With the United States developing a new generation of cruise missiles in response to alleged Russian arms control violations, a response from Moscow was inevitable.
But Russian missiles in Venezuela? That’s what some Russian commentators are calling for in retaliation for the Trump administration withdrawing from the Intermediate-Range Nuclear Forces (INF) Treaty. The Pentagon has already tested a new ground-launched cruise missile with a range of 500 kilometers (311 miles), which exceeds INF Treaty limits.
“Russia has legal grounds, in response to the emergence of new weapons from the USA after leaving the INF Treaty, to deploy their submarines and ships with medium and shorter-range missiles in relative proximity to the U.S. borders,” Major General Vladimir Bogatyrev, a reservist and chairman of the National Association of Reserve Officers, told Russian newspaper Nezavisimaya Gazeta back in 2019.
Bogatyrev suggested that Russian warships equipped with Kalibr cruise missiles could operate from Venezuela. The Kalibr is a family of naval cruise missiles, including the SS-N-30, a subsonic weapon equivalent to the U.S. Tomahawk cruise missile. The SS-N-30, carried by surface ships and submarines has an estimated range of up to 2,500 kilometers (1,550 miles). Like the Tomahawk, the Kalibr is typically armed with conventional warheads for missions such as attacking Syrian rebels. But the missile can be armed with a nuclear warhead.
Russia recently signed a naval agreement for port visits with Venezuela, whose embattled and impoverished government relies on Russian support. “Venezuela has excellent seaports, in which ships and submarines of the Russian Navy can regularly enter, replenish supplies, and then perform combat missions off the coast of North America,” Bogatyrev said. There is also a naval agreement between Russia and Nicaragua.
Bogatyrev also pointed to the Zircon, a hypersonic anti-ship missile with an estimated speed of between Mach 6 and Mach 9. “One of the measures to neutralize potential threats from new U.S. weapons, including the recently tested U.S. cruise missile, could be a hypersonic weapon. In particular, it is the Zircon missile, capable of hitting ground and surface targets at ranges of over a thousand kilometers [621 miles].”
Significantly, a member of the Russian parliament’s defense committee also favors deploying missiles in Venezuela—even if it risks another Cuban Missile Crisis. “Maybe there will even be a Caribbean crisis 2, but it was the Caribbean crisis that allowed the Americans to cool off for a long time,” said Alexander Sherin, First Deputy Chairman of the State Duma Committee on Defense. “If such a system is deployed in Venezuela, the U.S. will behave more accurately.”
That the Soviet Union withdrew its ballistic missiles from Cuba in 1962 is well known. And also well known is that in return, the United States quietly agreed to withdraw its Jupiter missiles from Turkey.

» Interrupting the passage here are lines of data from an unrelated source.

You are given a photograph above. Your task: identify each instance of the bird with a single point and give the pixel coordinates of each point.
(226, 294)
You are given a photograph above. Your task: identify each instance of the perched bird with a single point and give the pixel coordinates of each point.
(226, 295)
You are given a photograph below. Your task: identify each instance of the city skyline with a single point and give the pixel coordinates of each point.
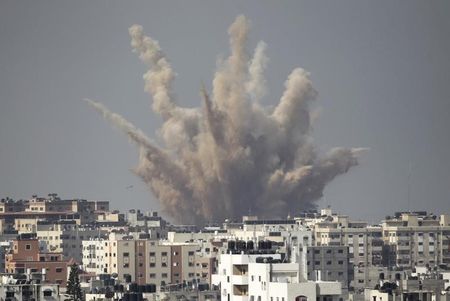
(381, 84)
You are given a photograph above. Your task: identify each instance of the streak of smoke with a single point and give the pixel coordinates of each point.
(232, 155)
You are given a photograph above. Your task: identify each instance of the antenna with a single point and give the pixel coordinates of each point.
(409, 186)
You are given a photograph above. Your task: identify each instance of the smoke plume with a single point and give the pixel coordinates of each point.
(232, 155)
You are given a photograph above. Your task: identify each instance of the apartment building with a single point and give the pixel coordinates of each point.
(262, 277)
(417, 239)
(65, 237)
(52, 207)
(329, 263)
(142, 260)
(26, 258)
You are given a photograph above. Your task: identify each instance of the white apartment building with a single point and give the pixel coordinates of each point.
(256, 277)
(65, 237)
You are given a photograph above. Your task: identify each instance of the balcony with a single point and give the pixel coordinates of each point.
(240, 279)
(240, 290)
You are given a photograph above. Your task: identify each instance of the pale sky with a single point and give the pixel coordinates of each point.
(382, 70)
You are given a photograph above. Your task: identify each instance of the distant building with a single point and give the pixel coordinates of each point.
(26, 258)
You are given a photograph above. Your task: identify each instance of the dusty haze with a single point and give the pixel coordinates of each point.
(232, 155)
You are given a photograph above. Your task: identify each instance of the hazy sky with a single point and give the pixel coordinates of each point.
(382, 70)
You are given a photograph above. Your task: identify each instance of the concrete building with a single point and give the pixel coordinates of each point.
(261, 277)
(417, 239)
(329, 263)
(26, 258)
(65, 237)
(142, 260)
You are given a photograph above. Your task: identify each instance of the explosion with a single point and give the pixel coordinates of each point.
(232, 154)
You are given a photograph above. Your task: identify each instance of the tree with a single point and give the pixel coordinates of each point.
(73, 284)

Oleg Shvedkov, a retired submarine captain who is chairman of the Central Committee of the All-Russian Military Forces Trade Union, argued that Latin American bases would ease deployment of Russian submarines near the United States. “The possible permanent presence of Russian warships off the U.S. coast equipped with medium- and shorter-range missiles will certainly be a headache for them."
If this sounds familiar, it should. Moscow placed nuclear-armed ballistic missiles in Cuba both to deter the United States from invading the island, and to compensate for the American missiles and bombers that ringed the Soviet Union. Russian commentators seem to be suggesting that Venezuela could also serve the same purpose.
But Russia ultimately had to withdraw its missiles in the face of a threat to use overwhelming U.S. force, especially given the inability of the Soviet Navy to confront the U.S. military in Caribbean waters. Nor was Moscow prepared to risk nuclear Armageddon over some distant island.
This naturally raises the question of how the United States would respond to nuclear-armed Russian ships operating from Venezuela. Or rather, what U.S. administration could dare refrain from acting forcefully against such a threat.